Showtime claimed its four-part documentary of Oliver Stone interviews with Vladimir Putin provided “unparalleled access” to the Russian ruler and “intimate insight into his personal and professional lives.” The timing of the show was certainly appealing, considering the intense media focus on Russian meddling in the U.S. presidential election. Unfortunately, the result is sorely disappointing. The Oscar-winning director’s interviews amounted to little more than a Russian “active measure,” a carefully choreographed vehicle for Putin to air his well-known grievances against the U.S. and reinforce his strongman image. When, for example, Putin claims that Russia “doesn’t interfere in the domestic affairs of other countries,” the viewer eagerly awaits a hard-hitting follow-up question, but Stone rarely challenges the Russian ruler’s assertions.
Stone’s approach is no surprise. The interviews occurred between July 2015 and February 2017. During that period, Stone was in Russia filming the Snowden biopic, his latest work on U.S. government conspiracies. His award-winning film JFK details another conspiracy, a supposed plot by the CIA and shadowy right wingers to assassinate the president. The film is partially based on a book by Joachim Joesten, Oswald: Assassin or Fall Guy. Joesten was reportedly a KGB agent, and according to the Mitrokhin archives, his publisher received subsidies from the Soviets to spread KGB disinformation. In Stone’s obsession to unmask an American conspiracy, he was duped by a Russian one.
More relevant to the Putin interviews, Stone also sees U.S. conspiracies aimed at Russia. He has dismissed the DNC hacking operation as an “inside job,” not the work of Russian agents, and he produced Ukraine on Fire, a documentary in lockstep with Kremlin propaganda alleging that the U.S. government covertly orchestrated the country’s orange revolution.

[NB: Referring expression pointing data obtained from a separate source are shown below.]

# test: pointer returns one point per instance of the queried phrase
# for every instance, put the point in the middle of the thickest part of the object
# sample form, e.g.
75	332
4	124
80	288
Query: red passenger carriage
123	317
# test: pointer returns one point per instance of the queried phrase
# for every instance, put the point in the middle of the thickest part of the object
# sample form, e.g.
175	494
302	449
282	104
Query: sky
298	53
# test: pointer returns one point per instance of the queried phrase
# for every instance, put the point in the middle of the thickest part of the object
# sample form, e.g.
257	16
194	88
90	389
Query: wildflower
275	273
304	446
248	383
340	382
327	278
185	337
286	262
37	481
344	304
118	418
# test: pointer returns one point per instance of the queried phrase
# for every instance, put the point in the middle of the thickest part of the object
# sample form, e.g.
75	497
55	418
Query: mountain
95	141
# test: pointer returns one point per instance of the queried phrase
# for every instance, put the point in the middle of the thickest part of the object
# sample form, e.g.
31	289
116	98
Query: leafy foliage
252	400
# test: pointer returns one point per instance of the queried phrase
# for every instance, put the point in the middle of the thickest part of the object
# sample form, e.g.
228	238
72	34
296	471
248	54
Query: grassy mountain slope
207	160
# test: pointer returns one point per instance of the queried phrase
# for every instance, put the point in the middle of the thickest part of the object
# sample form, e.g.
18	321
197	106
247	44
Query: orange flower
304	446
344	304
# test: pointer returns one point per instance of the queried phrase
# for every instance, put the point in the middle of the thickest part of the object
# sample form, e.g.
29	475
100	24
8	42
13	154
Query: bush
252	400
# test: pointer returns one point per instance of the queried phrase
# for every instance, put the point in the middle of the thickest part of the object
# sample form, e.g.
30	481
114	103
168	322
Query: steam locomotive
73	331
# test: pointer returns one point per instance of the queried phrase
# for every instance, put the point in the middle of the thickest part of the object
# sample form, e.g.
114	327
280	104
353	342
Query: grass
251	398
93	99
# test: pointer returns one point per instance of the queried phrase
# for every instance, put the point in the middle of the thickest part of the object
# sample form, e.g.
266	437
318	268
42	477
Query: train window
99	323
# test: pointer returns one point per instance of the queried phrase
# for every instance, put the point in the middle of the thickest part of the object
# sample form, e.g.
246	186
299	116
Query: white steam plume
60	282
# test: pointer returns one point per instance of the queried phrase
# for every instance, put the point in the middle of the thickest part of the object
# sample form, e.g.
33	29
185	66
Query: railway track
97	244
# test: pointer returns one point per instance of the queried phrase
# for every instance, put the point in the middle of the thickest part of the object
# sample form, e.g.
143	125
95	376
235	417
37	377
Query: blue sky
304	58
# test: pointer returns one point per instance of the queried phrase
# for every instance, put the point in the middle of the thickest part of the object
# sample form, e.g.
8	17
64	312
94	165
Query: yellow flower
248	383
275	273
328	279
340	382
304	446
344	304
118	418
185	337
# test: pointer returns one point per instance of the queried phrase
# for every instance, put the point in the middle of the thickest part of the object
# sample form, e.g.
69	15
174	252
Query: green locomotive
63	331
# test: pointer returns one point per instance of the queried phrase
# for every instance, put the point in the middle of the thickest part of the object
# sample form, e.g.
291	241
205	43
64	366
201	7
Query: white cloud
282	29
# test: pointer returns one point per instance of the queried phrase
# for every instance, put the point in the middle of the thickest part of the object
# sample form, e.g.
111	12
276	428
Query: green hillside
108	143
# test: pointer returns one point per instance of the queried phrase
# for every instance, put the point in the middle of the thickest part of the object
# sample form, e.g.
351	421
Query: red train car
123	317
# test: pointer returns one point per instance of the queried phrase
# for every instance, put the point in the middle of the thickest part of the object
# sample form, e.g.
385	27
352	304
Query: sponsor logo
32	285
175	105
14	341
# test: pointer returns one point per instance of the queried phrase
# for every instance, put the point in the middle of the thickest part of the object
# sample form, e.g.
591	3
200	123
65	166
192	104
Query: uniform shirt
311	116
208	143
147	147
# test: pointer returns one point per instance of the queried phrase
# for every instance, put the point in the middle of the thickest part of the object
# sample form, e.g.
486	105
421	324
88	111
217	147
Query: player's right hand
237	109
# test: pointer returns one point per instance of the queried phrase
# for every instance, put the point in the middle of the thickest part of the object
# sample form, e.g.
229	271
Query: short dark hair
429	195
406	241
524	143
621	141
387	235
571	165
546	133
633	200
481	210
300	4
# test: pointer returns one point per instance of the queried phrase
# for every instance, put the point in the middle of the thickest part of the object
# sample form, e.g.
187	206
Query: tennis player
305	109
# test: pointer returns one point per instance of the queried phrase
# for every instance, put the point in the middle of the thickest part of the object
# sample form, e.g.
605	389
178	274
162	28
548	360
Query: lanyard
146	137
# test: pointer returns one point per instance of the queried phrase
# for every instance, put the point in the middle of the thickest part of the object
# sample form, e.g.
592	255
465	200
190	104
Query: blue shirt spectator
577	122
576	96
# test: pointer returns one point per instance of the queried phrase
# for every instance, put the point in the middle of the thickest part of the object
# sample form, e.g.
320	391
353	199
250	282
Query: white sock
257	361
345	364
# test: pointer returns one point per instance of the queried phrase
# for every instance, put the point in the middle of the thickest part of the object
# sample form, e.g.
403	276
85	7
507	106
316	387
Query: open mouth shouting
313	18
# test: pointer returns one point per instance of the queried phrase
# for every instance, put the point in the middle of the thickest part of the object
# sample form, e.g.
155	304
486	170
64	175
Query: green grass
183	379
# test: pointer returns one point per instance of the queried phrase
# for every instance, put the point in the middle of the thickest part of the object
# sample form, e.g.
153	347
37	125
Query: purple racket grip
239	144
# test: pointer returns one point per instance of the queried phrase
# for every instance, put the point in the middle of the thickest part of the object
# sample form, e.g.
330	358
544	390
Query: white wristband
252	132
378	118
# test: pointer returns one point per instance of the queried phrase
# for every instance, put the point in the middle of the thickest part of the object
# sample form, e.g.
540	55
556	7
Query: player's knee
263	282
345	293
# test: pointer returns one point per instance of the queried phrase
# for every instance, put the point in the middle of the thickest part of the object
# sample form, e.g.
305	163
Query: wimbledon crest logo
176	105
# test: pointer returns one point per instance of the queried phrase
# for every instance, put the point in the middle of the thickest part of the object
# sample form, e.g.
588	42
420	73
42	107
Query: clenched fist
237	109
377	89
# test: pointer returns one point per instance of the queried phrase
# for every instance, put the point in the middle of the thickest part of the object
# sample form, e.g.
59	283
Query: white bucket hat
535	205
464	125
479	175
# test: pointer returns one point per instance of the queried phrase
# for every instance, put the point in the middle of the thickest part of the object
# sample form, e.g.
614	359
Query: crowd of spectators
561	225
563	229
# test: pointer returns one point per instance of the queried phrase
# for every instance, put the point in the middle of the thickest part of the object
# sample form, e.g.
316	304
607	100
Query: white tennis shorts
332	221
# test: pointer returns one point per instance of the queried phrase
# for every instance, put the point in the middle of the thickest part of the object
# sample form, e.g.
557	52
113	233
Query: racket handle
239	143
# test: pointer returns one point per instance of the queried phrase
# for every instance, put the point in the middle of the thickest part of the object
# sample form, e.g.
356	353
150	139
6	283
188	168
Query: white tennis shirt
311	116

Stone reviews with Putin the broad spectrum of contentious issues with the U.S. and the West, NATO expansion, Chechnya, Ukraine, and Syria. Putin’s comments on each boil down to two main themes: the U.S. is responsible for all the conflicts and the U.S. is trying to undermine Russia. Stone never confronts Putin on any of these issues; instead, he often goads Putin to bash his adversaries even more. “We have blamed everything on Russia since 1917,” Stone comments at one point. On the Ukraine crisis, Stone, without any prompting by Putin, notes that snipers were firing on the duly elected government’s police during protests. “Yes, to create chaos,” Putin agrees, delighted with Stone’s comment.
Stone claims he approached the interviews as a filmmaker and not a journalist. Instead of a black backdrop and director’s chairs, Stone interviews Putin in a variety of cinematic settings, all designed to illustrate the many facets of the Russian ruler’s brand: Putin, the average man—sitting in a simply furnished office, driving a car, feeding horses at his dacha; Putin the macho sportsman—playing hockey; and Putin the leader—conferring by videoconference in a situation room with a commander in Syria, strolling through a former czar’s throne room, flying aboard the presidential jet.
Stone seems giddily enchanted by these venues, which may have sparked his fawning praise for Putin, reminiscent of obsequious interviews of Stalin by Pravda journalists. “You are an excellent CEO,” he notes at one point. In a gag-inducing moment, Stone watches Putin on a TV screen and lavishes more praise, “You could have been a movie star!”
The interviews are also interspersed with graphics and film clips from Russia Today, the Kremlin’s mouthpiece (yet another fact Putin denies in the interviews). After Putin lambastes the U.S. for launching worldwide terrorism by its policies in Afghanistan and Chechnya, the documentary cuts away to horrific scenes of the 2002 terrorist attacks in a Moscow theater and the 2014 attack of a school in Beslan. Neither Stone nor Putin note that botched raids against the terrorists by Russia’s crack security forces resulted in the deaths of many of their own citizens.
Stone does occasionally catch Putin off guard with innocuous questions. He asks, “Do you ever have a bad day?” and Putin responds disparagingly that only women have bad days, a comment that hardly marks him as a defender of women’s rights. While discussing gay rights, Stone asks if Putin would take a shower with a gay sailor; Putin, flustered, responds incoherently that he wouldn’t, he knows judo, and family values must be supported so children are produced. Stone also suddenly confronts Putin by asking, “So why did you hack the elections?” Putin issues his customary denial and seems a bit miffed when Stone presses him further. Probably sensing this, Stone quickly retreats and turns the tables to Putin’s liking by raising U.S. interference in Russia’s 2012 elections.
In the state controlled media, the Putin interviews have been hailed as a documentary explaining the Russian ruler’s wisdom to ordinary Americans. The majority of Americans, however, will not be as easily duped as Stone is. Putin himself seems to realize this when he poses his own question to Stone at the end of the interviews, “Have you ever been beaten?” Stone, quizically, answers yes. Putin responds, “So, it’s not going to be something new, because you are going to suffer for what you’re doing.” Based on reviews of the documentary to date, this time Putin is telling the truth.